Overruling the base commander, Defense Department officials confirmed last Monday that ChevronTexaco is looking at the 200-square-mile Camp Pendleton Marine Corps Training Center in north San Diego County for possible on- and offshore liquefied natural gas (LNG) receiving terminal sites. Last week the commander of the base wrote California officials saying he was unequivocally opposed to a LNG site on or near the coastal training base.

Pentagon clarification came in a Los Angeles Times report Tuesday that quoted H. T. Johnson, assistant Navy secretary for installations and the environment, as saying the Camp Pendleton commander had not accurately expressed the position of the Marine Corps or the Department of the Navy on the question of potential LNG sites being analyzed.

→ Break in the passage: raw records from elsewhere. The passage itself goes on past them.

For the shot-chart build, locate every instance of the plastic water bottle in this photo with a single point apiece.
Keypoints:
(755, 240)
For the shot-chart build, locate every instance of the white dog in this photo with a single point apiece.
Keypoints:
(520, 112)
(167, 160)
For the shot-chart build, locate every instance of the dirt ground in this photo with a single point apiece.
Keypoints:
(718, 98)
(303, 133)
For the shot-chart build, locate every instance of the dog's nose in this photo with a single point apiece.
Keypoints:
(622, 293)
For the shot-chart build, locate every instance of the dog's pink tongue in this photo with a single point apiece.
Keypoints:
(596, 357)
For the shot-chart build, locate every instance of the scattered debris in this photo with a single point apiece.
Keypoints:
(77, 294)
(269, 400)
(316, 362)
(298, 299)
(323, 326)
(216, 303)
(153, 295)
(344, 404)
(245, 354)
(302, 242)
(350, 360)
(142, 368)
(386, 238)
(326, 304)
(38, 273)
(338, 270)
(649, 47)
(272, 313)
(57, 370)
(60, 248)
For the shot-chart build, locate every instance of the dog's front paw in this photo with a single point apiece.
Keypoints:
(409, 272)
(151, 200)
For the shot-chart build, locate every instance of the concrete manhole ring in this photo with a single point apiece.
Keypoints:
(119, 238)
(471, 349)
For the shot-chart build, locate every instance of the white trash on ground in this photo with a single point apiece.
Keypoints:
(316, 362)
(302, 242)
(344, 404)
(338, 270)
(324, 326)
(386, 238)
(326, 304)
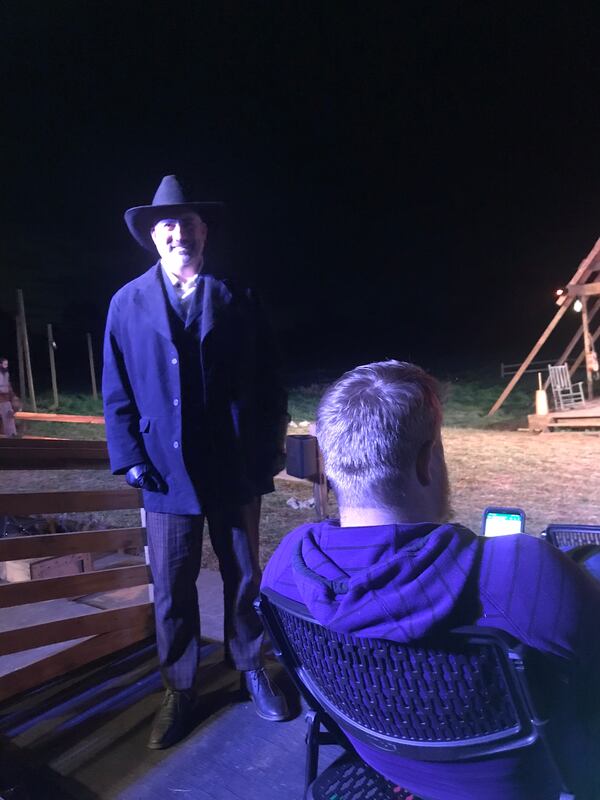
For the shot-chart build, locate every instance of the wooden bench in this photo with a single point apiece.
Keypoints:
(100, 632)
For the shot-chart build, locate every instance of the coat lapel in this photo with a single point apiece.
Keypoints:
(150, 299)
(210, 298)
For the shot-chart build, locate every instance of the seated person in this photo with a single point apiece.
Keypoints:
(410, 573)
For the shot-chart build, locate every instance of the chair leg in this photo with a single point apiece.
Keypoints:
(313, 726)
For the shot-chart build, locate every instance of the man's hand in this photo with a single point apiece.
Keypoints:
(143, 476)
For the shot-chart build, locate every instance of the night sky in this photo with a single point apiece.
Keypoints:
(405, 180)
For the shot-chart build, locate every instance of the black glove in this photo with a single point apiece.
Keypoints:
(143, 476)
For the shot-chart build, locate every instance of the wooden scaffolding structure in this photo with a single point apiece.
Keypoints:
(584, 284)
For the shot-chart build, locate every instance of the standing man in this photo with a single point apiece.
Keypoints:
(7, 398)
(195, 417)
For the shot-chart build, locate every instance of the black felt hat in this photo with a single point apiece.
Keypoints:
(169, 200)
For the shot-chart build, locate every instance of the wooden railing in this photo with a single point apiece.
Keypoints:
(52, 454)
(100, 632)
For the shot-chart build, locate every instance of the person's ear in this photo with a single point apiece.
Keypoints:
(423, 465)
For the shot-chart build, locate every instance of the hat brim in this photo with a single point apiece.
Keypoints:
(141, 219)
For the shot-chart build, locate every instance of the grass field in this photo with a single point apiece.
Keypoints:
(553, 477)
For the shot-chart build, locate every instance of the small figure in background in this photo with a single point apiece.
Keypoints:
(9, 402)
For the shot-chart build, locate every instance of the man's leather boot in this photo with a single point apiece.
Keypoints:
(269, 702)
(173, 719)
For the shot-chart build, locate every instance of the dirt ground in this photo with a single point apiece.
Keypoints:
(554, 477)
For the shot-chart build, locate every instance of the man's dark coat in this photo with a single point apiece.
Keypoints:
(244, 404)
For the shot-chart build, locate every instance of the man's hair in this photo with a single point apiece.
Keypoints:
(371, 425)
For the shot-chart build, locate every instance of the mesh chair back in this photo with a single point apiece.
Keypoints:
(458, 697)
(565, 537)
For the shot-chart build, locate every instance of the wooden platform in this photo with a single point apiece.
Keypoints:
(587, 416)
(84, 736)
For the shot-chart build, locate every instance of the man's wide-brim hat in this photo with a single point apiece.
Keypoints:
(169, 201)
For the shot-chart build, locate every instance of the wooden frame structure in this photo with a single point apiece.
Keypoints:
(584, 284)
(94, 633)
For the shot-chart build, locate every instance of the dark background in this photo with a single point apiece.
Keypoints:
(408, 180)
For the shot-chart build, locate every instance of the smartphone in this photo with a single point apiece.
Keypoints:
(501, 521)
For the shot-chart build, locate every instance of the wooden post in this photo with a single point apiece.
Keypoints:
(320, 492)
(21, 304)
(581, 356)
(92, 368)
(52, 365)
(588, 347)
(537, 347)
(22, 385)
(569, 348)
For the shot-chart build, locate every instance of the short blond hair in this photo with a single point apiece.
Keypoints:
(371, 425)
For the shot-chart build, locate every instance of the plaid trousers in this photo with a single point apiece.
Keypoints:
(175, 549)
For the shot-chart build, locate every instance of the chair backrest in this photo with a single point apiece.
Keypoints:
(559, 376)
(459, 697)
(566, 537)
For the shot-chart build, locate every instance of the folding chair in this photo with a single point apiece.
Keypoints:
(463, 696)
(566, 394)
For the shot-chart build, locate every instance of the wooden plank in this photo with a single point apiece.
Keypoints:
(25, 503)
(536, 348)
(543, 421)
(584, 289)
(52, 454)
(71, 658)
(17, 594)
(63, 630)
(39, 416)
(569, 348)
(583, 270)
(15, 548)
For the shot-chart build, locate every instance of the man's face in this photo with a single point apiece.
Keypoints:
(180, 241)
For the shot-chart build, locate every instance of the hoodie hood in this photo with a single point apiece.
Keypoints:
(389, 581)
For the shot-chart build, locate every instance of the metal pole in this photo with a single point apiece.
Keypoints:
(92, 368)
(22, 385)
(587, 346)
(21, 303)
(52, 364)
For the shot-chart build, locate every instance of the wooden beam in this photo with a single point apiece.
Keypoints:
(52, 454)
(588, 348)
(569, 348)
(73, 657)
(579, 360)
(40, 416)
(25, 340)
(583, 270)
(584, 289)
(92, 366)
(52, 363)
(15, 548)
(64, 630)
(106, 580)
(26, 503)
(536, 348)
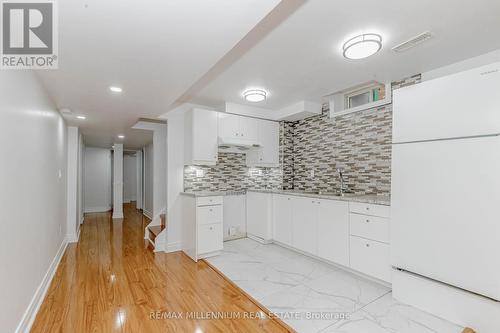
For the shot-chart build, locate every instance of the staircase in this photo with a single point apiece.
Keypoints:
(155, 230)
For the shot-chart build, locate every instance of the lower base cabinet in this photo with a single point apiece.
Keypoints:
(333, 231)
(202, 234)
(282, 219)
(370, 257)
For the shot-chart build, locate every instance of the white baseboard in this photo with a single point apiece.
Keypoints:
(33, 307)
(117, 215)
(173, 247)
(147, 214)
(97, 209)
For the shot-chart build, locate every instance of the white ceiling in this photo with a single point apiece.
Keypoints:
(163, 53)
(302, 58)
(154, 50)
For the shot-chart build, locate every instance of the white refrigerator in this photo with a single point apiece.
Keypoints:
(445, 199)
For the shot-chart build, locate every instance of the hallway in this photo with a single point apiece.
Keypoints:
(110, 282)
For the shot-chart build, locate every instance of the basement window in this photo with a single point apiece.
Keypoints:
(369, 94)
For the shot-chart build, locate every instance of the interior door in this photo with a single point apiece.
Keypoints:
(445, 216)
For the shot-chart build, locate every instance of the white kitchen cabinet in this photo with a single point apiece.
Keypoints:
(333, 231)
(370, 257)
(229, 125)
(234, 216)
(202, 234)
(305, 224)
(238, 129)
(268, 154)
(200, 135)
(259, 216)
(369, 240)
(282, 218)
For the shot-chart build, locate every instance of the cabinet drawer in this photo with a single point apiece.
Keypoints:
(210, 238)
(372, 227)
(206, 201)
(209, 214)
(369, 209)
(370, 257)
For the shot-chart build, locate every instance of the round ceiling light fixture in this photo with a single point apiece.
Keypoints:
(255, 95)
(362, 46)
(116, 89)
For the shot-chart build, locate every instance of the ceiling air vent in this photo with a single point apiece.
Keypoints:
(412, 42)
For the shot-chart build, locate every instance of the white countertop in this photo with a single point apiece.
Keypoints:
(367, 198)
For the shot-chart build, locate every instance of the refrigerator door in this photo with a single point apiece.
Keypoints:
(459, 105)
(445, 212)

The Washington, DC-based military officials indicated to the Times that military officials are in talks with ChevronTexaco regarding the potential of a site at Camp Pendleton, which is the largest Marine training center in the West and the largest undeveloped strip of coastal land south of Ventura County in the southern half of California.

A ChevronTexaco spokesperson said the company was “encouraged and appreciative” of the Pentagon officials’ clarification, and ChevronTexaco remains very interested in siting an LNG facility in California and believes more than one facility ultimately will be needed along the West Coast.

In a talk to an international energy conference in the Far East, ChevronTexaco CEO Dave O’Reilly said last Monday that the company is only months away from receiving permits from federal and local government sources in Mexico for the company’s proposed offshore LNG terminal near the Coronado Islands along the North Baja California Pacific Coast.